Example of 1200 calorie day?

penniroc
penniroc Posts: 21 Member
edited December 4 in Health and Weight Loss
Can someone give me an example of what a near perfect 1200-1500 calorie a day would look like. I know it's different for everyone but as an example or a guide. I think I might be eating the wrong types of foods.

Replies

  • TavistockToad
    TavistockToad Posts: 35,719 Member
    penniroc wrote: »
    Can someone give me an example of what a near perfect 1200-1500 calorie a day would look like. I know it's different for everyone but as an example or a guide. I think I might be eating the wrong types of foods.

    There isn't any 'wrong type of food' eat what fits your calories and macros.
  • kommodevaran
    kommodevaran Posts: 17,890 Member
    1200-1500 is quite a scope. What's your weight and height?

    Why do you think you are eating the wrong kinds of foods?

    Perfect days don't exist. For a healthy diet, have some food from every food group and hit your calorie and macro goals, every day. To stay sane, eat food YOU like.
  • RoxieDawn
    RoxieDawn Posts: 15,488 Member
    It is all about just meeting the calories to stay in a deficit. However 1200-1500 is a pretty broad number to reach.

    If you want to go with the basic rule eat a balanced diet of carbs, healthy fats and protein at each meal/snack to meet the the calories MFP gave you to lose weight. MFP sets the amount up for you automatically. Its easy to over complicate, but it really is this simple.

    My question is why you think there are "wrong foods"? Clearly a goal is not getting met, i.e. not losing weight? Did you just start MFP not too long ago? It takes time for the body to transition from what you were doing before (amount of intake) to what you are doing now.. Give this a min of 3-4 weeks.
  • EttaMaeMartin
    EttaMaeMartin Posts: 303 Member
    RoxieDawn wrote: »
    It is all about just meeting the calories to stay in a deficit. However 1200-1500 is a pretty broad number to reach.

    If you want to go with the basic rule eat a balanced diet of carbs, healthy fats and protein at each meal/snack to meet the the calories MFP gave you to lose weight. MFP sets the amount up for you automatically. Its easy to over complicate, but it really is this simple.

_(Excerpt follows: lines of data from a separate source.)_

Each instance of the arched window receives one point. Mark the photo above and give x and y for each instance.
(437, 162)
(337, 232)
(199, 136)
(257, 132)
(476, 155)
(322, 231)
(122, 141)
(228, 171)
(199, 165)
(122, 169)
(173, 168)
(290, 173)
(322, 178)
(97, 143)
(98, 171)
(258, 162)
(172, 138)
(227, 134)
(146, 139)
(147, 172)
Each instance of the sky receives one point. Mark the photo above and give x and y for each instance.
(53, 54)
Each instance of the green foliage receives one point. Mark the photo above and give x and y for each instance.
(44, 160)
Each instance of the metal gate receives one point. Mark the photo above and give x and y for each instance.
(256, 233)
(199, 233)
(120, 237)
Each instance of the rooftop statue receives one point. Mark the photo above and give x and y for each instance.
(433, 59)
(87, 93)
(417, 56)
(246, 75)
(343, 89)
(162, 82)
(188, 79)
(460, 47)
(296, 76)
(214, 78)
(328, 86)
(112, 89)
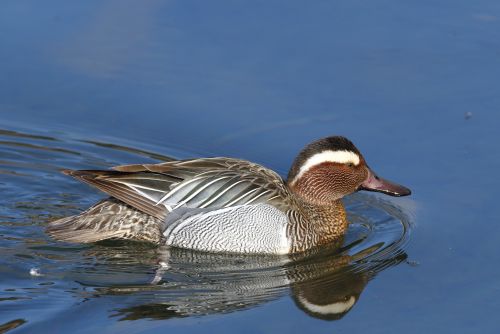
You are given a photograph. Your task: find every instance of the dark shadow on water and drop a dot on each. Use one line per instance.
(133, 281)
(325, 284)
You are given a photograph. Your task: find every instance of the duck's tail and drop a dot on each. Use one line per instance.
(108, 219)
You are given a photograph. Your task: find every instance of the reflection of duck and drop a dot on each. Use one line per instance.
(228, 205)
(325, 285)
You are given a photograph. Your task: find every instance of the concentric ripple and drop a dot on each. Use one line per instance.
(133, 281)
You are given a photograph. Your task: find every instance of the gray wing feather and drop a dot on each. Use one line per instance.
(200, 183)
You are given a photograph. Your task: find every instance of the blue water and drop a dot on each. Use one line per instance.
(415, 85)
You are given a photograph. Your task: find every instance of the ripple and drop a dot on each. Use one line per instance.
(161, 283)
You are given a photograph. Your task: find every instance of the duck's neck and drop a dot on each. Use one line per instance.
(320, 225)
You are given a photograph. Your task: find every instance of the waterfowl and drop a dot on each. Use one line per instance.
(227, 204)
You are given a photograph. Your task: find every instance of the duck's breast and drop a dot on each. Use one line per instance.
(259, 228)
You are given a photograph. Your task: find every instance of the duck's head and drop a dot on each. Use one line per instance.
(330, 168)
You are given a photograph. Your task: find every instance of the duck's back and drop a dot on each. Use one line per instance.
(218, 204)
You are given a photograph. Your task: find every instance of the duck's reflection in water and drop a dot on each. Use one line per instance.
(324, 285)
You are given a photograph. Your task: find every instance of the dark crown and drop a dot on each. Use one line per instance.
(333, 143)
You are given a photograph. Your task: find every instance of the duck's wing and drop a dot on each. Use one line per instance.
(157, 189)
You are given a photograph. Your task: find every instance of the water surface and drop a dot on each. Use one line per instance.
(98, 83)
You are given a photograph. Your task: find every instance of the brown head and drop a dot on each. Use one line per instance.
(330, 168)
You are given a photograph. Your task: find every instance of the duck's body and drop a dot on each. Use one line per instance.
(225, 204)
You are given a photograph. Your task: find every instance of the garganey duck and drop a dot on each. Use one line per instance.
(226, 204)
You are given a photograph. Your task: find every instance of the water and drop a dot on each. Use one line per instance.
(100, 83)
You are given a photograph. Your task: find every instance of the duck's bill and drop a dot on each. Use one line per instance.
(375, 183)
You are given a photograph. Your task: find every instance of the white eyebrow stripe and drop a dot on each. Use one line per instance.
(341, 157)
(333, 308)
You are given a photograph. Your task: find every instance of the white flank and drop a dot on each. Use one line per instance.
(334, 308)
(341, 157)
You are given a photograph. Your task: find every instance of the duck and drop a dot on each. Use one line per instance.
(227, 205)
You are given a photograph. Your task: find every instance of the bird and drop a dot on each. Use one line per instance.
(227, 205)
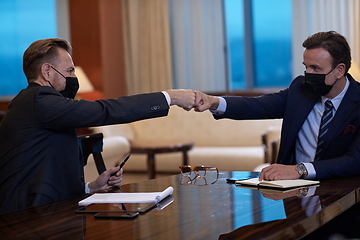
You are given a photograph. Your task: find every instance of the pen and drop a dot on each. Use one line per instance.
(123, 163)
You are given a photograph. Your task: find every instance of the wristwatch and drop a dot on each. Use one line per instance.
(301, 169)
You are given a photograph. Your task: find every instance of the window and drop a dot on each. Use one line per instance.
(21, 23)
(266, 59)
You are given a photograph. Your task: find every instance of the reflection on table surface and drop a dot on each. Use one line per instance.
(195, 212)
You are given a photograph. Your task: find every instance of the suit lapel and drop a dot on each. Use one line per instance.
(346, 108)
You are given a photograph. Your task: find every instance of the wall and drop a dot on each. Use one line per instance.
(96, 37)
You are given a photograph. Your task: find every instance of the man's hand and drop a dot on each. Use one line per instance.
(105, 180)
(279, 172)
(204, 102)
(182, 98)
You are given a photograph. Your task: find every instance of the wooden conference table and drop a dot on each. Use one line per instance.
(220, 210)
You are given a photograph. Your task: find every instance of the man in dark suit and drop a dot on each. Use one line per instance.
(39, 157)
(327, 60)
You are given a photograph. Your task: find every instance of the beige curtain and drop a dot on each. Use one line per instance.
(147, 46)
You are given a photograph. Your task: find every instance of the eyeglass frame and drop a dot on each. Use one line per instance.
(193, 169)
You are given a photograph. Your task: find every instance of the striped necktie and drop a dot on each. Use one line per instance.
(324, 127)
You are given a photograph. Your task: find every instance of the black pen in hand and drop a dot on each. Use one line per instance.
(122, 163)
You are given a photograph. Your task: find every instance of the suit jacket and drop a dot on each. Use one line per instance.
(39, 155)
(341, 155)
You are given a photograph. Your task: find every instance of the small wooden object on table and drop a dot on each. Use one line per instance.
(151, 149)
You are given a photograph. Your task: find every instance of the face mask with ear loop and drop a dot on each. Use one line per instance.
(315, 83)
(71, 87)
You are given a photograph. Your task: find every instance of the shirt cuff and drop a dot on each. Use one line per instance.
(221, 108)
(167, 96)
(311, 171)
(87, 189)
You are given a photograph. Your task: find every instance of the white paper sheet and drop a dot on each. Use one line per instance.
(144, 197)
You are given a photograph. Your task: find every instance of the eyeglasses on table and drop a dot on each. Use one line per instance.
(198, 175)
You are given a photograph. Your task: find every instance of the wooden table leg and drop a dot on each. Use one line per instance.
(151, 166)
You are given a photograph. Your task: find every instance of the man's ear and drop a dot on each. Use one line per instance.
(45, 71)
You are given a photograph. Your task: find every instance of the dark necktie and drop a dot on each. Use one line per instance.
(324, 127)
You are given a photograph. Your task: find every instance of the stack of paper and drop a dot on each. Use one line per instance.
(145, 197)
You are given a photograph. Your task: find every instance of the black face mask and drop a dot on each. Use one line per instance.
(71, 87)
(315, 83)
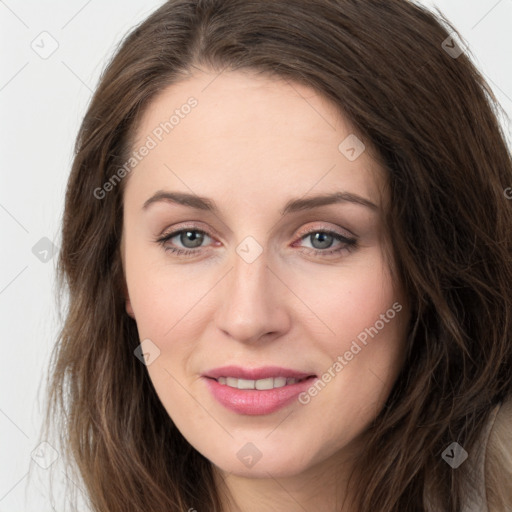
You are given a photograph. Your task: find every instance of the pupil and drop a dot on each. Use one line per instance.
(324, 239)
(191, 236)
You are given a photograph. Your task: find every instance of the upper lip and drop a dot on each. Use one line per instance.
(263, 372)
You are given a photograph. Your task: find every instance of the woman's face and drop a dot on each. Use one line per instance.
(238, 253)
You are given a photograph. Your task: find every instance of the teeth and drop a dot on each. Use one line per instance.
(261, 384)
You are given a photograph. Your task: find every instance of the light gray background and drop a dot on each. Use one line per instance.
(42, 101)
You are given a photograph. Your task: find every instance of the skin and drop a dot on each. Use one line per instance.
(251, 145)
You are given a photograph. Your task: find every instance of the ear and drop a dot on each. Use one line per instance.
(128, 303)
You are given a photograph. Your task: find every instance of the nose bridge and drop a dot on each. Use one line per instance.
(250, 303)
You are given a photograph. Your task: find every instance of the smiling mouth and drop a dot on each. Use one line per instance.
(260, 384)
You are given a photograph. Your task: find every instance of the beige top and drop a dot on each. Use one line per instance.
(479, 503)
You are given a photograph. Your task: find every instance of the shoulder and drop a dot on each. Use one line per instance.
(498, 460)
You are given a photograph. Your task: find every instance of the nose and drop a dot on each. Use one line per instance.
(252, 302)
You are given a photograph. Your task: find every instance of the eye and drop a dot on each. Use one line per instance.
(322, 240)
(190, 238)
(189, 241)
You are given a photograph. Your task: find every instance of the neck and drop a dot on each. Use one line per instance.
(320, 487)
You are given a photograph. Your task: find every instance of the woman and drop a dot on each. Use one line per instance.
(287, 248)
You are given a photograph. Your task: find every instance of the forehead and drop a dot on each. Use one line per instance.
(258, 135)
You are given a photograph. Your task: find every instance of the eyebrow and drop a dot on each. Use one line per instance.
(294, 205)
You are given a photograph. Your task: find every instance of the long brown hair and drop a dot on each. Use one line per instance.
(390, 68)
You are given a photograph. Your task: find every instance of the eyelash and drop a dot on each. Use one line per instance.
(347, 243)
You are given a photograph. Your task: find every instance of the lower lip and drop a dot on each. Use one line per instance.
(255, 402)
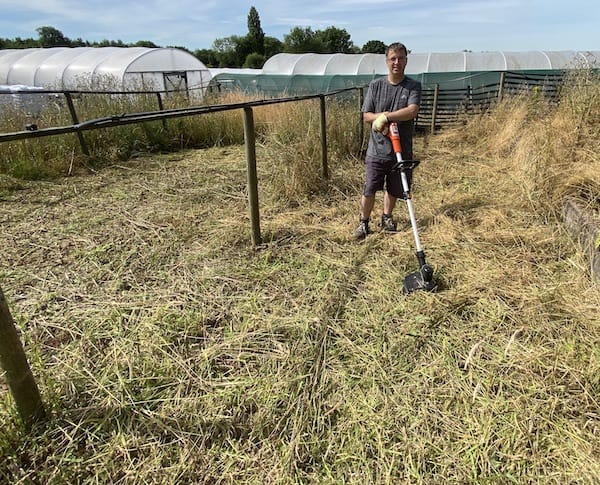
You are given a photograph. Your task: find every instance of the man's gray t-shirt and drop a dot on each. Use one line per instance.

    My question is why you think there are "wrong foods"? Clearly a goal is not getting met, i.e. not losing weight? Did you just start MFP not too long ago? It takes time for the body to transition from what you were doing before (amount of intake) to what you are doing now.. Give this a min of 3-4 weeks.

    eat what you like, but stay within your goals, accurately measure with scale and cups for liquid, everything that goes into your mouth. lots of water, and exercise if you are able!
  • Machka9
    Machka9 Posts: 25,685 Member
    I could give you an example of a 1200-1500 calorie day, but much of it would be foods I can get here in Australia. If you're not in Australia, it wouldn't mean much to you.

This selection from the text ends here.